Cet attrait pour l'instantanéité produit une grande agitation intérieure. Premier appauvrissement. Dans le cas le plus sympathique, l'impatience ressemble à l'excitation de l'enfant avant de découvrir les cadeaux de Noël. La fébrilité est bien présente, mais tout le monde peut la comprendre. Dans le pire des cas, la tension nerveuse règne en maître dans le bureau et tout l'entourage en subit les conséquences. Le manager fronce les sourcils parce qu'un travail n'est pas déjà fini, il trouve que les projets ne vont pas assez vite, il voudrait avoir tout de suite ce qu'il a demandé hier.

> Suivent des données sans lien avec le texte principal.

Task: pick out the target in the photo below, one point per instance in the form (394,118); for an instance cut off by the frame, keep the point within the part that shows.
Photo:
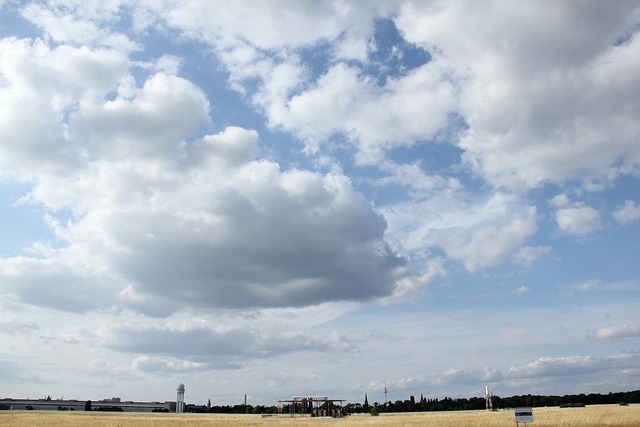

Impatience rime souvent avec exigence vis-à-vis d'autrui : la tension que le manager porte en lui (ou en elle) crée un mouvement d'inquiétude et de désorganisation. Deuxième appauvrissement. Du côté des collaborateurs, chacun se demande quelle sera la prochaine exigence, ils restent stressés, sur le qui-vive. De l'autre côté, le manager trouve naturel que ses interlocuteurs se consacrent à son souhait toutes affaires cessantes. La journée d'une équipe se désorganise donc en un clin d'oeil : elle devient chaotique, hachée. Est-ce au profit d'une réelle priorité ? Pas toujours, car l'impatience relève davantage de l'impulsion que de la hiérarchisation des priorités. Celui qui ne peut calmer son impatience a du mal à contrôler ses affects : envies soudaines, sautes d'humeur, nouvelles idées, faiblesses de communication, décisions surprenantes sont fréquentes. C'est tuant pour l'entourage et, progressivement, la confiance s'érode. Car les personnes passent des journées régulièrement perturbées sur deux registres : les émotions personnelles et le rythme de travail.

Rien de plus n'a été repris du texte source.